The FDA approves HEALTH CLAIMS. What the FDA calls a “health claim” is actually a “disease claim”. It is not possible to submit a “health claim” to the FDA unless it contains reference to a disease. The FDA also approves “substance function claims” - which are closer perhaps to a health claim. However, it only approves, or refuses to approve, those claims when they are submitted as part of a product package or marketing initiative.
The FDA will accept minimal evidence for any “drug” if the drug is patented. If you manage to patent a “garlic extract pill” and then do a series clinical studies that demonstrate it helps people with disease X, a statistically significant percentage of the time (note statistically significant can be a very small percentage), then you can PAY THE FDA a lot of money and get it approved as a drug. Once you have it approved as a drug, you can label it as a drug. If your patented recipe is dangerous to the health of normal people, when taken in large quantities, it might become a “prescription drug”.

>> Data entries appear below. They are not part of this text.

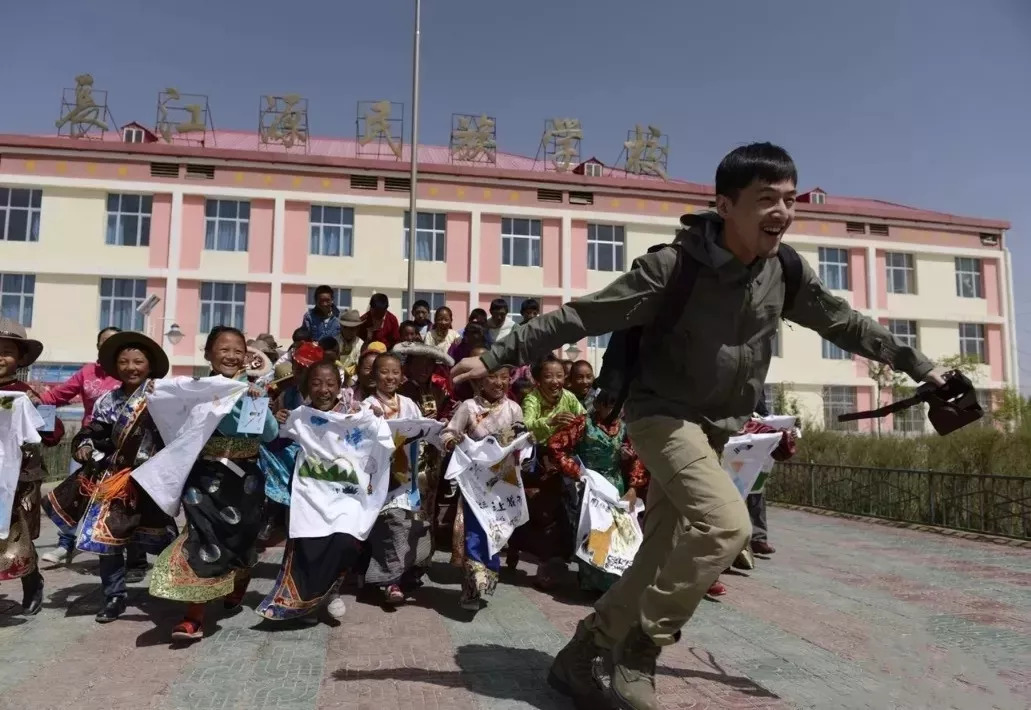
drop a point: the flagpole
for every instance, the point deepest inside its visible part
(413, 150)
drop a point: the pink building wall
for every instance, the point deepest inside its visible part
(858, 276)
(551, 251)
(490, 248)
(577, 258)
(458, 237)
(193, 232)
(161, 218)
(256, 309)
(293, 305)
(297, 238)
(188, 315)
(993, 295)
(260, 237)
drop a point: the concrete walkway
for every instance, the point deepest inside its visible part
(845, 615)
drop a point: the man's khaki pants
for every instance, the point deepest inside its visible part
(695, 525)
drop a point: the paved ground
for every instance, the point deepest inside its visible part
(844, 615)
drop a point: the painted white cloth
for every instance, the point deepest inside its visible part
(608, 535)
(745, 454)
(20, 424)
(342, 472)
(186, 412)
(488, 474)
(408, 429)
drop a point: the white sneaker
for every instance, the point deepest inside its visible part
(337, 608)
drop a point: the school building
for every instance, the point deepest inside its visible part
(233, 232)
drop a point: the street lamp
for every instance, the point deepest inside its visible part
(174, 334)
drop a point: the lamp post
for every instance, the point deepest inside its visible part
(413, 150)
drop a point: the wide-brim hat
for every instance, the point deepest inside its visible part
(408, 349)
(351, 318)
(13, 331)
(120, 341)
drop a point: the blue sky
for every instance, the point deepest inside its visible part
(925, 102)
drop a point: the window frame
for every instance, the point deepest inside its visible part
(32, 209)
(114, 233)
(108, 302)
(534, 242)
(240, 225)
(437, 236)
(616, 244)
(841, 269)
(26, 297)
(209, 304)
(318, 226)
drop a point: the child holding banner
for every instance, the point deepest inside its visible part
(490, 413)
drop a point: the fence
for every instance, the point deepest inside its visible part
(997, 505)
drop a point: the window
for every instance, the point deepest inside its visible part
(430, 236)
(972, 341)
(834, 268)
(128, 220)
(838, 400)
(332, 231)
(520, 241)
(908, 420)
(20, 213)
(968, 278)
(434, 298)
(222, 304)
(605, 244)
(341, 297)
(905, 331)
(228, 223)
(17, 295)
(899, 273)
(832, 351)
(119, 300)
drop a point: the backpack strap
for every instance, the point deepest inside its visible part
(791, 265)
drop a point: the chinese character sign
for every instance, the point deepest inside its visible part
(488, 475)
(608, 535)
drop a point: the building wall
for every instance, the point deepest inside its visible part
(70, 258)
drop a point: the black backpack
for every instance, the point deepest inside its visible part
(620, 365)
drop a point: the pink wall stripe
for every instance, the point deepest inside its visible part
(193, 232)
(578, 255)
(858, 276)
(161, 217)
(297, 242)
(490, 248)
(458, 238)
(260, 237)
(551, 255)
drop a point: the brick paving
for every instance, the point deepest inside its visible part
(846, 614)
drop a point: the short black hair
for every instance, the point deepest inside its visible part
(220, 331)
(329, 343)
(109, 329)
(765, 163)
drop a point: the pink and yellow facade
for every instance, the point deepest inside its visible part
(507, 230)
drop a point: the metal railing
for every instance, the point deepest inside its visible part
(997, 505)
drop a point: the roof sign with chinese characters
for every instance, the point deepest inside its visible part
(284, 121)
(84, 111)
(378, 130)
(473, 138)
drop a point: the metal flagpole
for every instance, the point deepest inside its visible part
(413, 149)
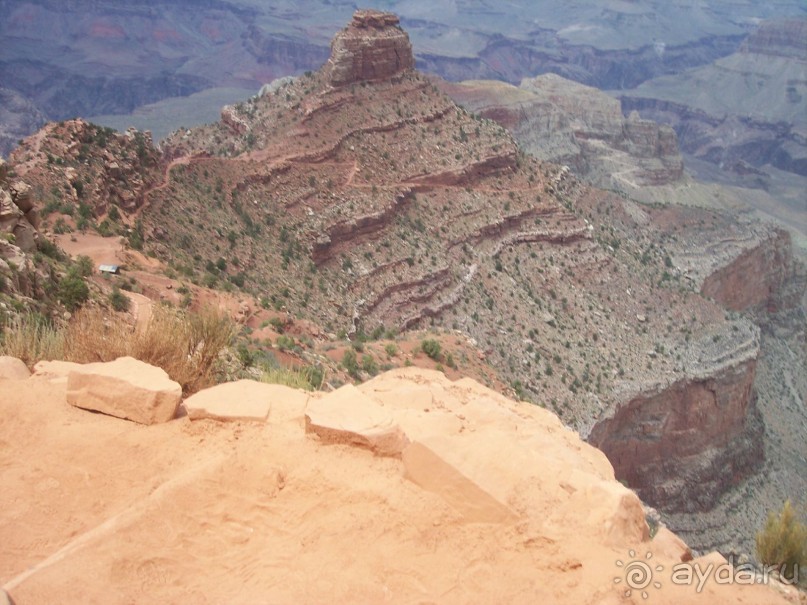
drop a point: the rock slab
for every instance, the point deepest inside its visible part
(241, 400)
(348, 416)
(12, 368)
(125, 388)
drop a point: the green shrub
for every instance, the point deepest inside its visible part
(350, 363)
(432, 348)
(369, 365)
(783, 543)
(84, 265)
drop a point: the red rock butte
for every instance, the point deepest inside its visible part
(371, 47)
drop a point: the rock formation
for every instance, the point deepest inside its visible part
(125, 388)
(493, 501)
(372, 47)
(561, 121)
(385, 205)
(749, 106)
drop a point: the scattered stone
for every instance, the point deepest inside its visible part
(350, 417)
(242, 400)
(12, 368)
(125, 388)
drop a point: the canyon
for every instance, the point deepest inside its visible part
(360, 197)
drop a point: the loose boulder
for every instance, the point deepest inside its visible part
(350, 417)
(241, 400)
(12, 368)
(125, 388)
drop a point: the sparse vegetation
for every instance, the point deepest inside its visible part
(431, 348)
(185, 345)
(782, 543)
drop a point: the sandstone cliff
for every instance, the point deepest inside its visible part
(561, 121)
(372, 47)
(385, 205)
(485, 500)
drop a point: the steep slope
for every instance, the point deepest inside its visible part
(382, 203)
(564, 122)
(362, 198)
(744, 109)
(491, 500)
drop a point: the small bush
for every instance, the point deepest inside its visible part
(185, 345)
(369, 365)
(432, 348)
(84, 265)
(783, 543)
(72, 292)
(350, 363)
(309, 378)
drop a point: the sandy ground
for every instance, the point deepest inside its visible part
(101, 510)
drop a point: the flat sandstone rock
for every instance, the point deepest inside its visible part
(241, 400)
(125, 388)
(348, 416)
(12, 368)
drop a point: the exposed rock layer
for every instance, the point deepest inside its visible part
(372, 47)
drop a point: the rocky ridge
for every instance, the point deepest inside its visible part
(400, 232)
(382, 204)
(560, 121)
(480, 486)
(750, 109)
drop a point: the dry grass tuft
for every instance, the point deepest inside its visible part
(31, 338)
(185, 345)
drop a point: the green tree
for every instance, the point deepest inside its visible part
(72, 292)
(350, 363)
(783, 543)
(432, 348)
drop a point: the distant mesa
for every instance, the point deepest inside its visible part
(371, 47)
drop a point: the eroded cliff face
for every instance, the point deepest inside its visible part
(372, 47)
(683, 446)
(763, 278)
(561, 121)
(385, 204)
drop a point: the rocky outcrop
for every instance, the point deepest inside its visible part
(682, 446)
(561, 121)
(244, 400)
(347, 416)
(528, 512)
(124, 388)
(89, 164)
(19, 237)
(749, 106)
(762, 278)
(372, 47)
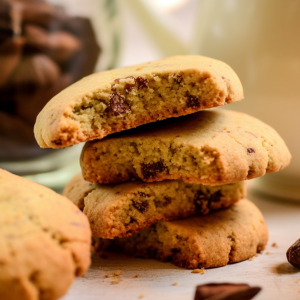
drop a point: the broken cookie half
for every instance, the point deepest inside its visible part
(119, 210)
(115, 100)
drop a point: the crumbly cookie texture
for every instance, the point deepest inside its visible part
(208, 147)
(214, 240)
(118, 210)
(124, 98)
(44, 241)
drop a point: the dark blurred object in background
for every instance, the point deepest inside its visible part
(42, 51)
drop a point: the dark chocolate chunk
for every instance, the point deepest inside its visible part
(175, 250)
(142, 82)
(203, 200)
(178, 79)
(142, 194)
(192, 101)
(57, 142)
(225, 291)
(140, 206)
(168, 200)
(128, 87)
(117, 104)
(151, 169)
(293, 254)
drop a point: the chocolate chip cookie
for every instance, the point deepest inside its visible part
(118, 210)
(44, 241)
(115, 100)
(214, 240)
(208, 147)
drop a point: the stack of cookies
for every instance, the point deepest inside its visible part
(171, 189)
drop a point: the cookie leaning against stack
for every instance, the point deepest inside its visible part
(219, 149)
(44, 241)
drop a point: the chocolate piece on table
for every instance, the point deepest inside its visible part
(293, 254)
(59, 45)
(10, 56)
(225, 291)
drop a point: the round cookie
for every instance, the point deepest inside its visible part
(214, 240)
(44, 241)
(208, 147)
(118, 210)
(119, 99)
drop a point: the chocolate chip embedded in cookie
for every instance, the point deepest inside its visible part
(115, 100)
(214, 240)
(208, 147)
(44, 240)
(118, 210)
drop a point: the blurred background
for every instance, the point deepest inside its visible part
(47, 45)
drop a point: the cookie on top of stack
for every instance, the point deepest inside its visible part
(170, 189)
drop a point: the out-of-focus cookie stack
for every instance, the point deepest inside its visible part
(170, 189)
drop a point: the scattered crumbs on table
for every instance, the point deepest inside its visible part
(114, 274)
(116, 280)
(199, 271)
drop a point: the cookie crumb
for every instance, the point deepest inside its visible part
(117, 273)
(114, 274)
(116, 281)
(200, 271)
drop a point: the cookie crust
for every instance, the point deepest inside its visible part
(115, 100)
(208, 147)
(119, 210)
(44, 241)
(214, 240)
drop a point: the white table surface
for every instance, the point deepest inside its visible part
(272, 272)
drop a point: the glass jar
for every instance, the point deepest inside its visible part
(44, 47)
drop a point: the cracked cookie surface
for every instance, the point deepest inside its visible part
(44, 241)
(115, 100)
(214, 240)
(208, 147)
(118, 210)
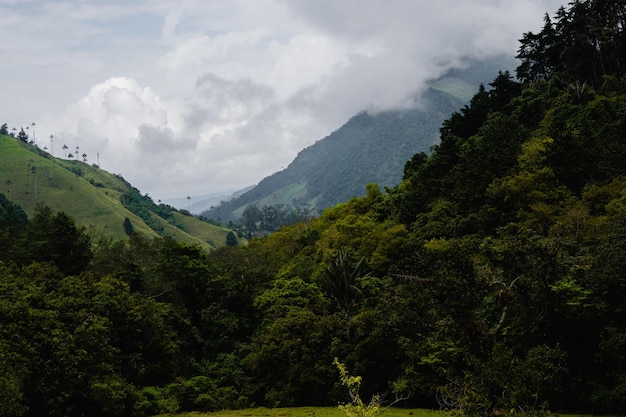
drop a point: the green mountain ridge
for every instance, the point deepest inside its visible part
(371, 147)
(95, 198)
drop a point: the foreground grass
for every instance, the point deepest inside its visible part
(308, 412)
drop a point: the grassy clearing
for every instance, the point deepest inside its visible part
(309, 412)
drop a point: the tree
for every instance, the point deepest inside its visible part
(128, 227)
(22, 135)
(251, 216)
(54, 237)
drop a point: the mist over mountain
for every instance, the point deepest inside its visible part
(371, 147)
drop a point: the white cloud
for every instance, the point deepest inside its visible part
(191, 97)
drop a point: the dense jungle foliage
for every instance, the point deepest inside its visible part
(491, 280)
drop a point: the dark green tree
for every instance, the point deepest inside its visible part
(128, 227)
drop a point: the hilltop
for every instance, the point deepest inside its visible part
(371, 147)
(96, 199)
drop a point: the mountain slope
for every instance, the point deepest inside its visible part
(369, 148)
(95, 198)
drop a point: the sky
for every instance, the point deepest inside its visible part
(194, 97)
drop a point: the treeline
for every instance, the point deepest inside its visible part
(490, 280)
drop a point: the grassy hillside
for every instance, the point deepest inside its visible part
(29, 176)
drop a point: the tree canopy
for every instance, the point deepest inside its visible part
(490, 280)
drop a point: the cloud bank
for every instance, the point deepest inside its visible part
(194, 97)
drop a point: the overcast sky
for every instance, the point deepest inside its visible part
(191, 97)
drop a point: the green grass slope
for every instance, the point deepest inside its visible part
(29, 176)
(309, 411)
(368, 148)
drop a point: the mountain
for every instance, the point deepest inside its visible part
(371, 147)
(96, 199)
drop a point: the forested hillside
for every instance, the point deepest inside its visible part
(103, 203)
(371, 147)
(490, 280)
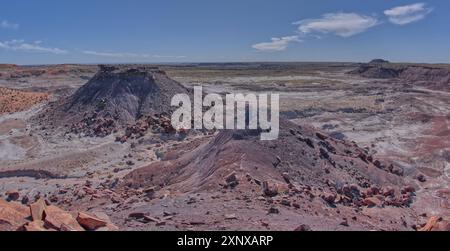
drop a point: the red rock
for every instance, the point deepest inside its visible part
(35, 226)
(56, 217)
(408, 189)
(109, 225)
(372, 202)
(436, 223)
(90, 222)
(328, 197)
(303, 228)
(388, 191)
(269, 190)
(13, 215)
(37, 210)
(12, 195)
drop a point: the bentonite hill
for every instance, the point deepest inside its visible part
(115, 97)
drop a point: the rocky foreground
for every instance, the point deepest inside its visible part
(119, 164)
(42, 216)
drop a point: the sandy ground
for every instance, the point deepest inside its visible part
(402, 123)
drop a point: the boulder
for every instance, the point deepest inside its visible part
(12, 215)
(90, 222)
(37, 210)
(35, 226)
(372, 202)
(56, 217)
(436, 223)
(269, 190)
(12, 195)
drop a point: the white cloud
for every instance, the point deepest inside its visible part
(127, 55)
(7, 25)
(341, 24)
(21, 45)
(407, 14)
(276, 44)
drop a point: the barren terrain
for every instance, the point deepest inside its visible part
(358, 149)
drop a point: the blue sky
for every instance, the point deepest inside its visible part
(114, 31)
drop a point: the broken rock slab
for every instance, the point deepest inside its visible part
(90, 222)
(56, 217)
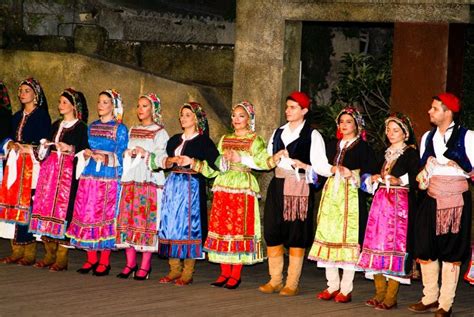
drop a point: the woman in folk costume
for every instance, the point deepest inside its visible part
(93, 225)
(342, 214)
(386, 253)
(183, 227)
(57, 185)
(5, 124)
(29, 125)
(140, 200)
(235, 237)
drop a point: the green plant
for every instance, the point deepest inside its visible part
(365, 83)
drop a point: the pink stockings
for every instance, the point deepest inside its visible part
(230, 270)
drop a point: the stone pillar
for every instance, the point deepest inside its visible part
(258, 64)
(427, 60)
(291, 58)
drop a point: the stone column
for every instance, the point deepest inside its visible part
(258, 64)
(427, 60)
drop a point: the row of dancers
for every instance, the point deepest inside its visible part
(102, 187)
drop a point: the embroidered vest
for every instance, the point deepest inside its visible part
(299, 148)
(456, 149)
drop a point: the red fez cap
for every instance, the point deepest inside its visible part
(450, 101)
(301, 98)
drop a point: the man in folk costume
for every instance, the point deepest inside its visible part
(288, 217)
(443, 221)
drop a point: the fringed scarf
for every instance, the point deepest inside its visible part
(295, 195)
(447, 190)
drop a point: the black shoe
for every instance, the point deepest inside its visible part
(235, 285)
(92, 267)
(221, 283)
(132, 271)
(102, 273)
(142, 278)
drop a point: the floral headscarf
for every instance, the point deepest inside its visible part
(359, 121)
(201, 119)
(117, 101)
(78, 100)
(405, 124)
(156, 103)
(250, 109)
(4, 98)
(40, 98)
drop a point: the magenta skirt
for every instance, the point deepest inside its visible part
(52, 196)
(93, 224)
(385, 242)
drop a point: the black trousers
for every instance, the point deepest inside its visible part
(276, 231)
(450, 247)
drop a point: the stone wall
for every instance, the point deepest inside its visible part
(203, 64)
(261, 70)
(57, 71)
(48, 17)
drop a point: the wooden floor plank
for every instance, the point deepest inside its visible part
(26, 291)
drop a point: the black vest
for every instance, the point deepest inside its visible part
(456, 150)
(299, 148)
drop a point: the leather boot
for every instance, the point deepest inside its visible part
(275, 268)
(29, 255)
(294, 272)
(380, 283)
(50, 255)
(187, 274)
(390, 300)
(18, 252)
(449, 282)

The FDA will not accept any scientific evidence for a product that is not marketed with a claim. In similar logic, the EEU drug approval agency was asked if they would approve 'water' as a drug, because they could claim it prevents the disease 'dehydration'. The response was basically "We only evaluate claims when the paperwork is completed. (and the fees are paid)" eg. Until someone prepares marketing material for a product, with a claim that it "prevents dehydration", the claim will not be evaluated.
The FDA does not care if you say “an apple a day keeps the doctor away”. They don’t care if it’s true or false. It’s not a “health claim” in FDA-speak. But if you print a message on your apple boxes that says “apples help treat patients with disease X”, they care, and they will ask for proof, or crack down and possibly confiscate your packaging, and your “dangerous product” as well.